Looking on the bright side, this downward trend in interest rates has been a tailwind for high yield sectors in the market. Today, we will look at a couple of six percent yield plays in the energy sector. I have picked up both recently after the companies raised money via small secondary offerings. This has been a successful strategy that I have used over the years to enhance yield and detailed it recently right here on Seeking Alpha.

KNOT Offshore Partners (NYSE:KNOP) is a U.K.-based company that owns and operates shuttle tankers that service major oil and gas companies engaged in offshore production primarily in the North Sea. This company just came public in April, but its parent company (Knutsen NYK) has been around for over 100 years.

Earlier this month, I picked up the shares when the stock fell some 7% on a secondary that brought the shares down to under $28 a share. The stock has recovered somewhat but still is less than its pre-secondary levels.

I like this energy partnership as a solid and consistent long term yield play. It should continue to get drop down opportunities from its parent and revenues are on track to increase 40% this year and with the consensus expecting another 30% plus gain next year.

Earnings are tracking to better than a 50% gain year-over-year this year. Earnings estimates have also gone up nicely over the past month for FY2014 and FY2015 as well. The shares pay a solid yield of 6% and I would expect dividend growth to be solid over the next few years as well given its growth prospects.

I also took an initial position in Teekay LNG Partners LP. (NYSE:TGP) this morning after the stock fell more than 5% on a minor secondary. This secondary was for approximately 4% of the current outstanding float and the proceeds will be used primarily to pay down a revolving credit line. I picked up the shares at the bargain price of $44.50, below the offering price of $45.05 a share.

This limited partnership has a $6B enterprise value and consists of 29 LNG carriers, 20 LPG carriers, including four chartered-in LPG carriers, 8 Suezmax-class crude oil tankers and one Handymax product tanker. This partnership is well positioned to prosper on the long term demand for liquefied natural gas (LNG) in China in conjunction with its partner China LNG Shipping.
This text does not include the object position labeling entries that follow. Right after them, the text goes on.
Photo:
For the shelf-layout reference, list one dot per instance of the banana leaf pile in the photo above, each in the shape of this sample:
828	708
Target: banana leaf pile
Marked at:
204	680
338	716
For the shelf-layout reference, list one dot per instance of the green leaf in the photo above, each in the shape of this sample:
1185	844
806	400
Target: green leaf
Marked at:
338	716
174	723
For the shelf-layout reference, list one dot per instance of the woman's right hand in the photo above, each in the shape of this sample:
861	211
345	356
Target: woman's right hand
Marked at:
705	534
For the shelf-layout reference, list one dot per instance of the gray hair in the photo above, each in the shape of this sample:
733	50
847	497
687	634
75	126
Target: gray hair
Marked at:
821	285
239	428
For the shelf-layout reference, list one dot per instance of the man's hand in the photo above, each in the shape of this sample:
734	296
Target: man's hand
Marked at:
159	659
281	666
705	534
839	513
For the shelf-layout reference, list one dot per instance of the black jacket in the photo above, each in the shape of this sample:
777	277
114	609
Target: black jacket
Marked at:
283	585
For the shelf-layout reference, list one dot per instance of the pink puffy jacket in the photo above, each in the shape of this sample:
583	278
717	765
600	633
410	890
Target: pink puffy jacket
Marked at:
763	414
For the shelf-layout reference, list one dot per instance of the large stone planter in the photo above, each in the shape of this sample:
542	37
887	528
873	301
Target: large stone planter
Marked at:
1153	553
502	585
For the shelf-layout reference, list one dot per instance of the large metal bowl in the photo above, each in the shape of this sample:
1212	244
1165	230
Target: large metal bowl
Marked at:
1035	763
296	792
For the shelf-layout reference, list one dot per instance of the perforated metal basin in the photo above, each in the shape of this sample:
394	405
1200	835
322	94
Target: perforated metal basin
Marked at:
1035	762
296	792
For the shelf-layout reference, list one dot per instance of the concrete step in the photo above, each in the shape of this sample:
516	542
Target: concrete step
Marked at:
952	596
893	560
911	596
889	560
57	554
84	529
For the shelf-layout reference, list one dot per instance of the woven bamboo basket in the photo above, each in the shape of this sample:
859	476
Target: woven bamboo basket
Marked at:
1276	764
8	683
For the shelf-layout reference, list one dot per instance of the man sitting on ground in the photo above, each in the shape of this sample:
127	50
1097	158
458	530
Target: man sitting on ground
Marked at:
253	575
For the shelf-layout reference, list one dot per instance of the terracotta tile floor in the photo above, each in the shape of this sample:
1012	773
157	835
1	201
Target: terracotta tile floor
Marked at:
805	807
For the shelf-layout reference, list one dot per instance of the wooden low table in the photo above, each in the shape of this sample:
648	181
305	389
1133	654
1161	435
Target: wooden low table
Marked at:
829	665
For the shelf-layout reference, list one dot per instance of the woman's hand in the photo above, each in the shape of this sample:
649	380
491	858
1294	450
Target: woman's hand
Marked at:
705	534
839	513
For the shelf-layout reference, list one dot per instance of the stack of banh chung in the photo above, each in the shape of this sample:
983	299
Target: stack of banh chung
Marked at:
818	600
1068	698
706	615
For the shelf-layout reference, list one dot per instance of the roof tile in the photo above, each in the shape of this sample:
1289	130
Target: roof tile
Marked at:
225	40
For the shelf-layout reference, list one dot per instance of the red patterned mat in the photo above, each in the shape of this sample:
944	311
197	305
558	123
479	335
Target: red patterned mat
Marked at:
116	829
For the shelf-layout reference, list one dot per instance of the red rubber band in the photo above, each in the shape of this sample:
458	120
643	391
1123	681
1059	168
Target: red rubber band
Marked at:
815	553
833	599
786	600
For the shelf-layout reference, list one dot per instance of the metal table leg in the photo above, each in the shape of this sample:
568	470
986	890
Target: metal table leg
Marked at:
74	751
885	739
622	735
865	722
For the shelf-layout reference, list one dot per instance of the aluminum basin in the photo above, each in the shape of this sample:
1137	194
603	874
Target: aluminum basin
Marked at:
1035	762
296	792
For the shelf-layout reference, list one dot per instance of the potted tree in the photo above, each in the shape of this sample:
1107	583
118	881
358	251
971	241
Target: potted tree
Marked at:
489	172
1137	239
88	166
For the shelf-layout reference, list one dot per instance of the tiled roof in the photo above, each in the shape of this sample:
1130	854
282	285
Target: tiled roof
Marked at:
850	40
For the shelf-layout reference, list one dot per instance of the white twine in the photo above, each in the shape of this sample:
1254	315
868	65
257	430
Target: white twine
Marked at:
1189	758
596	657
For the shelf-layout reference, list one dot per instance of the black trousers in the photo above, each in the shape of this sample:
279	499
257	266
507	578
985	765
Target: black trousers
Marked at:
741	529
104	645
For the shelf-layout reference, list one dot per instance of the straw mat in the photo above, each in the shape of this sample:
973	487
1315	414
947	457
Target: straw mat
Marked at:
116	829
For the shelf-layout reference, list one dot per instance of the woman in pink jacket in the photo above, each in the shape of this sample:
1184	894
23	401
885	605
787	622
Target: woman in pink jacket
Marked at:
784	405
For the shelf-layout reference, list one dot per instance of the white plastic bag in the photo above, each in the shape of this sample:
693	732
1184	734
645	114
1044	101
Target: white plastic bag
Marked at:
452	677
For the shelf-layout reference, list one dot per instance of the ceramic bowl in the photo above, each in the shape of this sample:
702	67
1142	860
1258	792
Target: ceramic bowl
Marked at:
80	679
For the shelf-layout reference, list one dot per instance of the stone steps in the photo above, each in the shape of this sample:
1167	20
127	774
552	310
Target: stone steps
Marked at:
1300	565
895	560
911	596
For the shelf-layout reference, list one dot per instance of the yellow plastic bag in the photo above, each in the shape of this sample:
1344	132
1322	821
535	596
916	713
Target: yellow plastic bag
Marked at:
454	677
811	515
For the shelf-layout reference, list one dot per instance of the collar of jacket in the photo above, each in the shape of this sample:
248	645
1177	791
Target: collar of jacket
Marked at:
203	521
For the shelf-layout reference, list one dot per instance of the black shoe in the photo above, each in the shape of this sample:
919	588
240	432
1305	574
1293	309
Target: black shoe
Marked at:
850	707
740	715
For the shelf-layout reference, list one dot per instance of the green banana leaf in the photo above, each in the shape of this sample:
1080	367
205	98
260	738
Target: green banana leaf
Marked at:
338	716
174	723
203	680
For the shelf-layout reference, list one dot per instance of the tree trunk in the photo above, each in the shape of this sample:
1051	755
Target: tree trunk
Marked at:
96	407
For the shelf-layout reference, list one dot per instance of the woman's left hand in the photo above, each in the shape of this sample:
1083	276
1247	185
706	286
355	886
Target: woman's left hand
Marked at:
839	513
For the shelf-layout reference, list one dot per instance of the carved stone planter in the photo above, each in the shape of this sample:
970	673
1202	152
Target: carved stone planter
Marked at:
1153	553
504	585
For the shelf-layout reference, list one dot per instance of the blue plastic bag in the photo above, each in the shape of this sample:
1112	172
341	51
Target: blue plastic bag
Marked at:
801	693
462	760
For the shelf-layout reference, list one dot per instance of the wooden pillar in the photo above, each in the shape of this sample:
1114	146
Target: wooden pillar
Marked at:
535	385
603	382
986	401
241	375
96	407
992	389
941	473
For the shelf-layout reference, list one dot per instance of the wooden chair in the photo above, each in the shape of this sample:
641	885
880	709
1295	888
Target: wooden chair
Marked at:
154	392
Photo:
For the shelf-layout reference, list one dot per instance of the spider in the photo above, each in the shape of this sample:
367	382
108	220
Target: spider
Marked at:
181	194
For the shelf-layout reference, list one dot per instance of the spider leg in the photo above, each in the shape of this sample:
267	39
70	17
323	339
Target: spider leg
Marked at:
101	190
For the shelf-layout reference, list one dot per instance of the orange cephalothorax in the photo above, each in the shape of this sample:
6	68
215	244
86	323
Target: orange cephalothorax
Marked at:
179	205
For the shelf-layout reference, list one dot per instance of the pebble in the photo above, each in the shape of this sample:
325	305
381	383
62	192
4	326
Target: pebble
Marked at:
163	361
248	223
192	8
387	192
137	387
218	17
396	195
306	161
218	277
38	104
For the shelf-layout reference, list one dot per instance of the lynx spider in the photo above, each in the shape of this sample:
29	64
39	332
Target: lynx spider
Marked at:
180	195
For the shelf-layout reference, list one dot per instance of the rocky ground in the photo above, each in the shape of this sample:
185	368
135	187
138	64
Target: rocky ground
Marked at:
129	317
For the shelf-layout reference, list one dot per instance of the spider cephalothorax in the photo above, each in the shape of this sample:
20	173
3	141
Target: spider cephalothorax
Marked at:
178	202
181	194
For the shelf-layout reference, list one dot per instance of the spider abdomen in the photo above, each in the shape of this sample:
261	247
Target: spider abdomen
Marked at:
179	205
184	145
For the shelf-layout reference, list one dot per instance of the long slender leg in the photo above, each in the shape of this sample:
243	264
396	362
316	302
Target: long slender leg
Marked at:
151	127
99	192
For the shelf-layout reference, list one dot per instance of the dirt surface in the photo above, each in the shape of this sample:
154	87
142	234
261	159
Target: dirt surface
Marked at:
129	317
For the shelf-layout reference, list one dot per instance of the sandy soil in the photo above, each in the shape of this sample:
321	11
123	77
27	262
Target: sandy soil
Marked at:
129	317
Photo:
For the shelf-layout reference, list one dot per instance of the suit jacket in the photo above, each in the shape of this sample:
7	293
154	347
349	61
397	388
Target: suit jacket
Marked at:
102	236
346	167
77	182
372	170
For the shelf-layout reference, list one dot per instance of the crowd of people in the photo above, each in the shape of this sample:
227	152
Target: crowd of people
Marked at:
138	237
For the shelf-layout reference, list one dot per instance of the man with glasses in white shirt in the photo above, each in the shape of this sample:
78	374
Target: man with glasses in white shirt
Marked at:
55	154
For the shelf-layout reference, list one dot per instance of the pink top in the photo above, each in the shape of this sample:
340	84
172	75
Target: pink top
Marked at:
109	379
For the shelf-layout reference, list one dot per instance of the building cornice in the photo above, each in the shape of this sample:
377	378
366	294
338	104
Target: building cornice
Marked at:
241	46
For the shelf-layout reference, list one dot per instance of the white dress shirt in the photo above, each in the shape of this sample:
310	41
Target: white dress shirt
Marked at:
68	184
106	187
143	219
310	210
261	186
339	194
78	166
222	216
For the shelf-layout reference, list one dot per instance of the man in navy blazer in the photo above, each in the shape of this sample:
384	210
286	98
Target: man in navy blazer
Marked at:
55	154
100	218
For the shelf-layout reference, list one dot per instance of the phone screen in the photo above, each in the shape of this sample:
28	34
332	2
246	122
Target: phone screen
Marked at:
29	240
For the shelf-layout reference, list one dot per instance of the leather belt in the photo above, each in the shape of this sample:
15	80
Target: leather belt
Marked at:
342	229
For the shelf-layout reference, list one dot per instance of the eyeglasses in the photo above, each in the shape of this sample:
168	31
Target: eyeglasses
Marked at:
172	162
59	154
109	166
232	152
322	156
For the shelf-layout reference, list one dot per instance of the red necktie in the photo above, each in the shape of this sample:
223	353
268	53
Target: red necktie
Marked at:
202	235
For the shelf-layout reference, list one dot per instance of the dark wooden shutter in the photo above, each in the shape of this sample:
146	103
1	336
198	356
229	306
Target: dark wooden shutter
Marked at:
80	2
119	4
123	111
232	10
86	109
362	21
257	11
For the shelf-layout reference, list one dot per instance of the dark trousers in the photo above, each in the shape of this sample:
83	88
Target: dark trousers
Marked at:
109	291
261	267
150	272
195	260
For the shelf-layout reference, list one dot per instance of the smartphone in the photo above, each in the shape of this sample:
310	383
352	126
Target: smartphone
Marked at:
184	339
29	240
This entity has been around since 2005 and with the drop in the stock price, the shares yield approximately 6.3%. The company has raised its payouts some 65% since coming public. The partnership is experiencing slow growth now, but that could accelerate as global demand for natural gas liquids (NGLS) and LNG could be the next big boom in the energy sector, thanks to the breakthrough technology of fracking and other drilling technologies. Over time, I think this entity gets back to its pre-secondary price and I happy to collect an over 6% yield in the meantime.

Disclosure: The author is long KNOP, TGP. The author wrote this article themselves, and it expresses their own opinions. The author is not receiving compensation for it (other than from Seeking Alpha). The author has no business relationship with any company whose stock is mentioned in this article.